SparkListenerJobStart
SparkListenerJobStart(
jobId: Int,
time: Long,
stageInfos: Seq[StageInfo],
properties: Properties = null)
SparkListenerJobStart is posted when DAGScheduler does handleJobSubmitted and handleMapStageSubmitted.
SparkListenerStageSubmitted
SparkListenerStageSubmitted(stageInfo: StageInfo, properties: Properties = null)
SparkListenerStageSubmitted is posted when DAGScheduler does submitMissingTasks.
SparkListenerTaskStart
SparkListenerTaskStart(stageId: Int, stageAttemptId: Int, taskInfo: TaskInfo)
SparkListenerTaskStart is posted when DAGScheduler is informed that a task is being started.
SparkListenerTaskGettingResult
SparkListenerTaskGettingResult(taskInfo: TaskInfo)
SparkListenerTaskGettingResult is posted when DAGScheduler handles GettingResultEvent event.
SparkListenerTaskEnd
SparkListenerTaskEnd(
stageId: Int,
stageAttemptId: Int,
taskType: String,
reason: TaskEndReason,
taskInfo: TaskInfo,
// may be null if the task has failed
@Nullable taskMetrics: TaskMetrics)
SparkListenerTaskEnd is posted when DAGScheduler handles a task completion.
SparkListenerStageCompleted
SparkListenerStageCompleted(stageInfo: StageInfo)
SparkListenerStageCompleted is posted when DAGScheduler does markStageAsFinished.
SparkListenerJobEnd
SparkListenerJobEnd(
jobId: Int,
time: Long,
jobResult: JobResult)
SparkListenerJobEnd is posted when DAGScheduler does cleanUpAfterSchedulerStop, handleTaskCompletion, failJobAndIndependentStages, and markMapStageJobAsFinished.
SparkListenerApplicationEnd
SparkListenerApplicationEnd(time: Long)
SparkListenerApplicationEnd is posted when SparkContext does postApplicationEnd.
SparkListenerEnvironmentUpdate
SparkListenerEnvironmentUpdate(environmentDetails: Map[String, Seq[(String, String)]])
SparkListenerEnvironmentUpdate is posted when SparkContext does postEnvironmentUpdate.
SparkListenerBlockManagerAdded
SparkListenerBlockManagerAdded(
time: Long,
blockManagerId: BlockManagerId,
maxMem: Long)
SparkListenerBlockManagerAdded is posted when BlockManagerMasterEndpoint registers a BlockManager.

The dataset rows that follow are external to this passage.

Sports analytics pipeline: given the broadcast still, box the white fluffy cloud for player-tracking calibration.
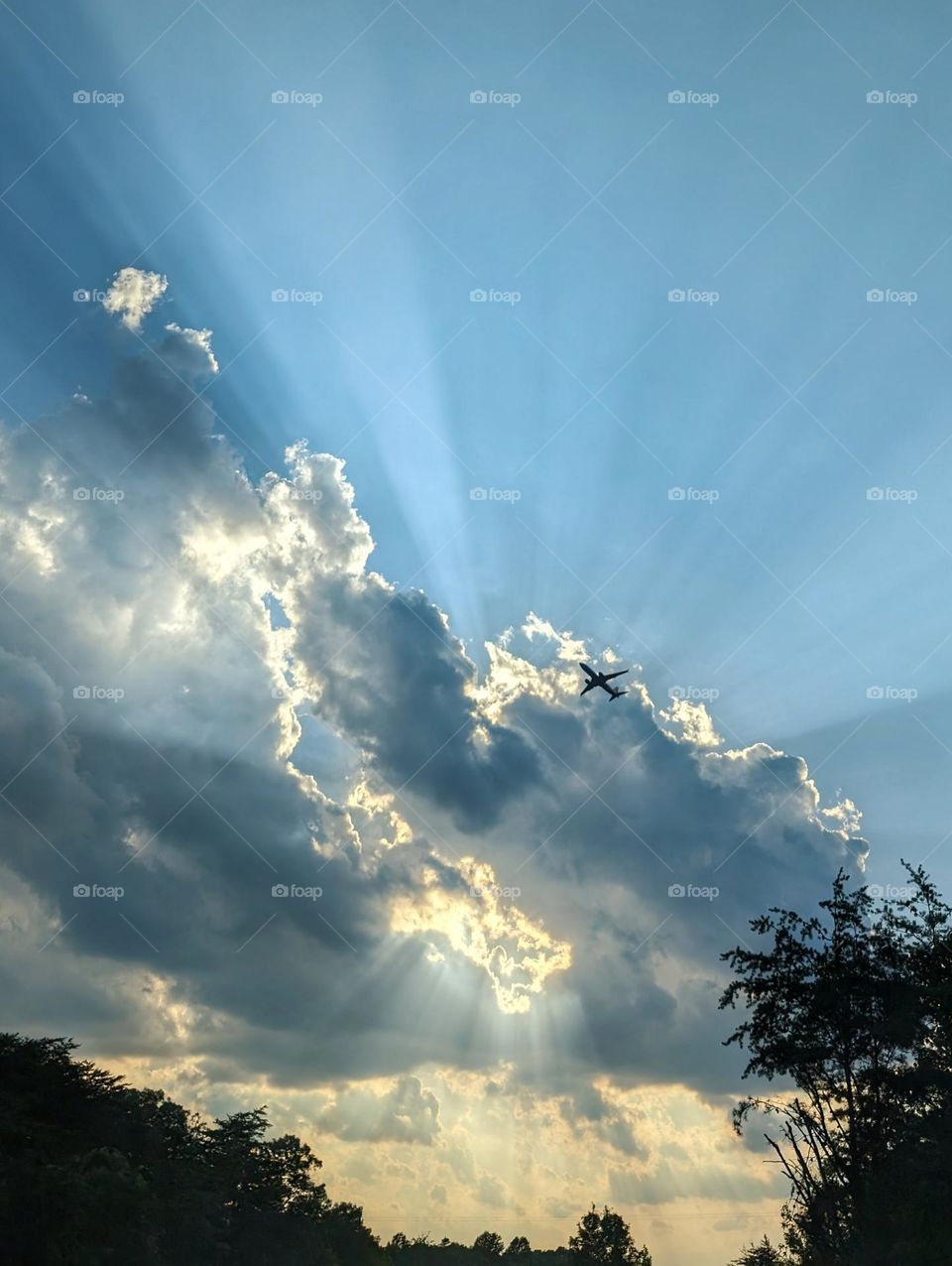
[102,269,169,330]
[0,270,865,1245]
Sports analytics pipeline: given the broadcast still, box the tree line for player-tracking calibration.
[0,867,952,1266]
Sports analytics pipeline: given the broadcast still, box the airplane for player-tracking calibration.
[578,662,628,701]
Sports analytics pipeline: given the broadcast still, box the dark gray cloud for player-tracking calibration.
[0,279,864,1118]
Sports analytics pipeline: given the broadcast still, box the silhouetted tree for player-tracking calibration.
[503,1235,532,1257]
[731,1235,790,1266]
[720,868,952,1266]
[472,1230,503,1257]
[568,1205,651,1266]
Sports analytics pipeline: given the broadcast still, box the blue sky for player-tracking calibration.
[0,0,952,1260]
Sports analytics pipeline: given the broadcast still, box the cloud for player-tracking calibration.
[160,321,218,377]
[315,1077,439,1143]
[0,270,865,1118]
[102,269,167,333]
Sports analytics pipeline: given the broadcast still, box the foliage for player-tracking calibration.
[720,867,952,1266]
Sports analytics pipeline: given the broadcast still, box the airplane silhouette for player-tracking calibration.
[578,662,628,702]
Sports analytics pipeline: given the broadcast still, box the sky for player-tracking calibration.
[0,0,952,1266]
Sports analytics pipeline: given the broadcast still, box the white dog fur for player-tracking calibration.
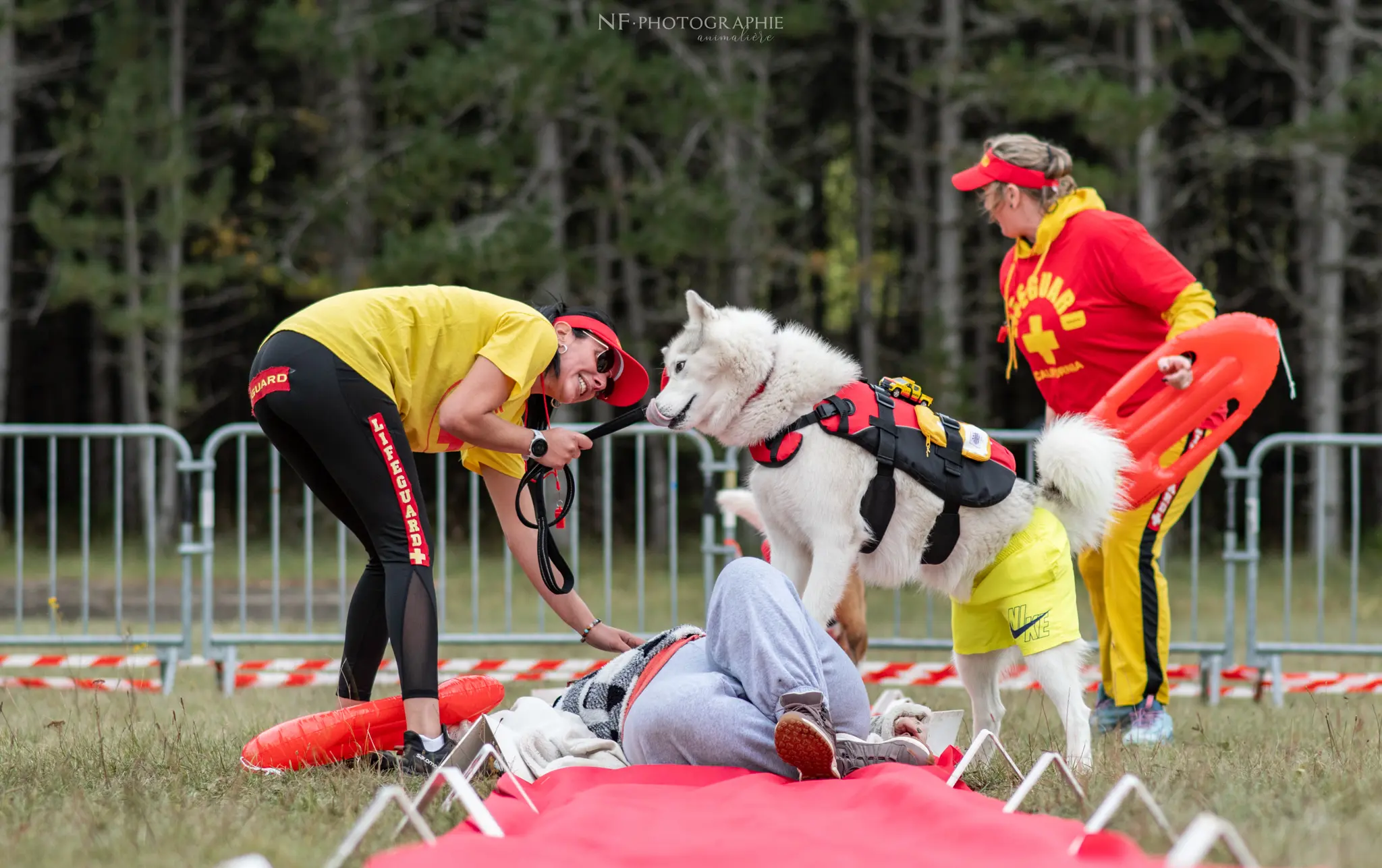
[646,291,1129,767]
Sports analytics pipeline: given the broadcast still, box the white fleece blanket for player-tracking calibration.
[489,697,629,782]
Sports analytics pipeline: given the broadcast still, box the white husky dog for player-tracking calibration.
[646,291,1129,768]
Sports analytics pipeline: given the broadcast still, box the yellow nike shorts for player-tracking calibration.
[951,509,1079,656]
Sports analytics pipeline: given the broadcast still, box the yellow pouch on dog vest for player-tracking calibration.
[916,403,945,448]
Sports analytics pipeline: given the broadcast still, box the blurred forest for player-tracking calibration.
[0,0,1382,542]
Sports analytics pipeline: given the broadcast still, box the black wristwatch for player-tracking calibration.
[528,430,547,457]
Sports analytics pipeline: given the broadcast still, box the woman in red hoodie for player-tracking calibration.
[952,134,1223,744]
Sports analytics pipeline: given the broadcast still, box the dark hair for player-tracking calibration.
[524,301,613,428]
[538,301,613,337]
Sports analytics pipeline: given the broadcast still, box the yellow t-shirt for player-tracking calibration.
[265,286,557,477]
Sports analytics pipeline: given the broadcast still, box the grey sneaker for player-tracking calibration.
[398,730,456,776]
[1124,697,1175,745]
[773,690,840,781]
[835,732,935,776]
[1089,684,1136,735]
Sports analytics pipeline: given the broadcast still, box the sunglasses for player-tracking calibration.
[587,335,616,398]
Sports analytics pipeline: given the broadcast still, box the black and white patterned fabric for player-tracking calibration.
[555,625,704,743]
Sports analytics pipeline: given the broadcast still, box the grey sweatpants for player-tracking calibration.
[624,557,869,778]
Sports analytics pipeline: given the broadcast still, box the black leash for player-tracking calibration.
[514,407,644,594]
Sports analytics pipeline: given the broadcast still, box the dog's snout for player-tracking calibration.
[642,401,671,428]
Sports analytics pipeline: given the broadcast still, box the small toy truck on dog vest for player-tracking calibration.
[749,377,1017,564]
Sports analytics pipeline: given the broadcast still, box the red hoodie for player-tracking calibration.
[999,188,1223,427]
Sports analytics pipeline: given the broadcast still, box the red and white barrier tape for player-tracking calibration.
[0,676,163,693]
[8,654,1382,698]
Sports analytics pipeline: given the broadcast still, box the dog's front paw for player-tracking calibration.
[873,699,931,743]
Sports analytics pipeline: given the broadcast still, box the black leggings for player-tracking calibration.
[250,332,437,699]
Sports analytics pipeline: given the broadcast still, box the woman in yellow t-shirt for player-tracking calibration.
[249,286,648,774]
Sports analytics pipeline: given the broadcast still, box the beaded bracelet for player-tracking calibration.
[580,618,600,643]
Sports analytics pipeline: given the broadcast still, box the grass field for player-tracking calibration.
[8,539,1382,868]
[0,673,1382,868]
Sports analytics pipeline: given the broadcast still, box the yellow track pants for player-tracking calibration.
[1079,430,1215,705]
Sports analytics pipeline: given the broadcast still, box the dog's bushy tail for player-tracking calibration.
[715,488,763,533]
[1035,415,1132,552]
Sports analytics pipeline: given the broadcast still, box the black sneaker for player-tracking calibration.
[398,730,456,776]
[773,690,840,781]
[341,751,398,772]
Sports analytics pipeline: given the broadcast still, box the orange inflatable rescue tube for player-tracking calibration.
[1089,312,1281,509]
[240,674,505,770]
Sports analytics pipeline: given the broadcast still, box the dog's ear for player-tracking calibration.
[687,289,720,325]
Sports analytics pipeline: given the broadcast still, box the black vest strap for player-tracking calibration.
[922,415,965,564]
[860,386,897,554]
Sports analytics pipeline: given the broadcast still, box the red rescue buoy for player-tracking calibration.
[240,674,505,770]
[1089,312,1279,509]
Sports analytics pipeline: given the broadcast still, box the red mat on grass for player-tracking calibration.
[366,749,1162,868]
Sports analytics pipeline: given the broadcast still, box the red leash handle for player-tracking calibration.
[1089,312,1279,509]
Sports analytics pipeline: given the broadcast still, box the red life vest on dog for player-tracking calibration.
[749,380,1017,564]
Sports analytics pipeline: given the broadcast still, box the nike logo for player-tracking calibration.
[1007,610,1050,639]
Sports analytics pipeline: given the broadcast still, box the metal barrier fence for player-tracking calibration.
[0,424,199,693]
[1244,434,1382,705]
[0,423,1249,695]
[198,423,732,689]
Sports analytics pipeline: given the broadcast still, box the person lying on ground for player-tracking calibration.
[554,557,931,781]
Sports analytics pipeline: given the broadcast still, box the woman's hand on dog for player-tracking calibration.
[893,718,926,741]
[586,622,642,654]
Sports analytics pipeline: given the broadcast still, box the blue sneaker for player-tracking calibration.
[1124,697,1175,745]
[1089,684,1134,735]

SparkListenerBlockManagerRemoved
SparkListenerBlockManagerRemoved(
time: Long,
blockManagerId: BlockManagerId)
SparkListenerBlockManagerRemoved is posted when BlockManagerMasterEndpoint removes a BlockManager.
SparkListenerBlockUpdated
SparkListenerBlockUpdated(blockUpdatedInfo: BlockUpdatedInfo)
SparkListenerBlockUpdated is posted when BlockManagerMasterEndpoint receives UpdateBlockInfo message.
SparkListenerUnpersistRDD
SparkListenerUnpersistRDD(rddId: Int)
SparkListenerUnpersistRDD is posted when SparkContext does unpersistRDD.
SparkListenerExecutorAdded
SparkListenerExecutorAdded(
time: Long,
executorId: String,
executorInfo: ExecutorInfo)
SparkListenerExecutorAdded is posted when DriverEndpoint RPC endpoint (of CoarseGrainedSchedulerBackend) handles RegisterExecutor message, MesosFineGrainedSchedulerBackend does resourceOffers, and LocalSchedulerBackendEndpoint starts.
SparkListenerExecutorRemoved
SparkListenerExecutorRemoved(
time: Long,
executorId: String,
reason: String)
SparkListenerExecutorRemoved is posted when DriverEndpoint RPC endpoint (of CoarseGrainedSchedulerBackend) does removeExecutor and MesosFineGrainedSchedulerBackend does removeExecutor.